I field verbal offers from potential buyers and handle any negotiations. Once I receive a verbal acceptance with the seller, I get TC DEAL PROS involved to get the file going. TC DEAL PROS is a transaction coordinator (TC) company that specializes in creative deals. Their fee is $1200 (paid by buyer). They create the initial contract which Buyer & Seller review and sign.
TC DEAL PROS connects us with a state-specific Title Company or Lawyer to handle title work, closing documents, and getting everything recorded.
Inspection: I always recommend an inspection and schedule one while the initial paperwork is going back and forth. Sometimes we may need a 2nd or more walkthroughs which seller will be notified.
Close Date: I usually prioritize a quick closing (~2-3 weeks), but Title is the hold up, so I call them once the contract is signed and ask them when a realistic closing date is. Closing on the 30th/31st or 1st will make it easiest to schedule future payments. Most buyers / sellers are out of state, so I figure out if they plan to sign themselves with a mail away packet at a UPS store or want a mobile notary and coordinate accordingly.
Final Week: Buyer calls to move all utilities in their name.
Few days before close: Settlement statements are sent for Buyer & Seller to review, reflecting seller commission, fees, & disbursements
Share seller’s contractor contacts: Cleaner (if furnished), handyman, etc.

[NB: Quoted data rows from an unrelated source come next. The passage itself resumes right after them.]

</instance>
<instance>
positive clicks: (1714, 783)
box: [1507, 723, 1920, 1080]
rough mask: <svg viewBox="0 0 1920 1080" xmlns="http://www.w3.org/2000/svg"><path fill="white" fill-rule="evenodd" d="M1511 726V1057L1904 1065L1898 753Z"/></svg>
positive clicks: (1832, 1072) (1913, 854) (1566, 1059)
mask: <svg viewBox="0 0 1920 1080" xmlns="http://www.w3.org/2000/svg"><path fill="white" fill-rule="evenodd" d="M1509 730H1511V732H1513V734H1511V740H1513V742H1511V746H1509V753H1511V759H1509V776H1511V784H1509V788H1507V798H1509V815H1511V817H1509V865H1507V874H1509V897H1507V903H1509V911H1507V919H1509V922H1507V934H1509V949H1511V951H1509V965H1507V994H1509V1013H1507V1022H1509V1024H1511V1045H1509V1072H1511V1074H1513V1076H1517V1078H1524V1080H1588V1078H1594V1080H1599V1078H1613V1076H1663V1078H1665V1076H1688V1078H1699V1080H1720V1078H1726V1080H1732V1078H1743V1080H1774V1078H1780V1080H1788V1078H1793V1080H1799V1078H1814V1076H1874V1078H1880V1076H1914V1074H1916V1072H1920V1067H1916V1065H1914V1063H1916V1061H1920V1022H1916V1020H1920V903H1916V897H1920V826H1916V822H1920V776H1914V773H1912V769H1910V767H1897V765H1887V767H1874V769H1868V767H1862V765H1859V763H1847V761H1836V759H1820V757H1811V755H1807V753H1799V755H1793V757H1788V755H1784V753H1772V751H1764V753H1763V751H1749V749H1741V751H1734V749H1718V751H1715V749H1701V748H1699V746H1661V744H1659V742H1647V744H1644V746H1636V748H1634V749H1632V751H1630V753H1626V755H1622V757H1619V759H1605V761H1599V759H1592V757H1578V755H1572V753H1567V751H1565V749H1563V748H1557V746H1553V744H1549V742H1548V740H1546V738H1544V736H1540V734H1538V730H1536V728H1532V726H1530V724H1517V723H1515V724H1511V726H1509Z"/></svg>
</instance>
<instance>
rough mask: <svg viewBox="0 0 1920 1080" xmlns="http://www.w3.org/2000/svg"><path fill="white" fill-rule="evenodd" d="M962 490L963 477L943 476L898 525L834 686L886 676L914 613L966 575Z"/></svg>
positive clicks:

After Close: Seller gives buyer sign-in access to the mortgage portal to add their autopay bank information. Buyer gets added as “additional insured” to the seller's insurance policy.
*Note* If buyer wants to get their own policy, they run the risk of insurance going up, this is especially true in Florida and Texas. Buyer will have to be added as an additional insured on the policy since the mortgage is in the seller’s name.
*Note* Subject to is not illegal but can be confusing for the average insurance adjuster, don’t explain it to them, just say that buyer is the property manager and needs to be added as an additional insured, it's a frequent practice.
If there is an equity payment, buyer will set this up as a recurring ACH deposit by getting the seller's routing and account number.
Seller will be notified immediately once property is sold, or refinanced from their name.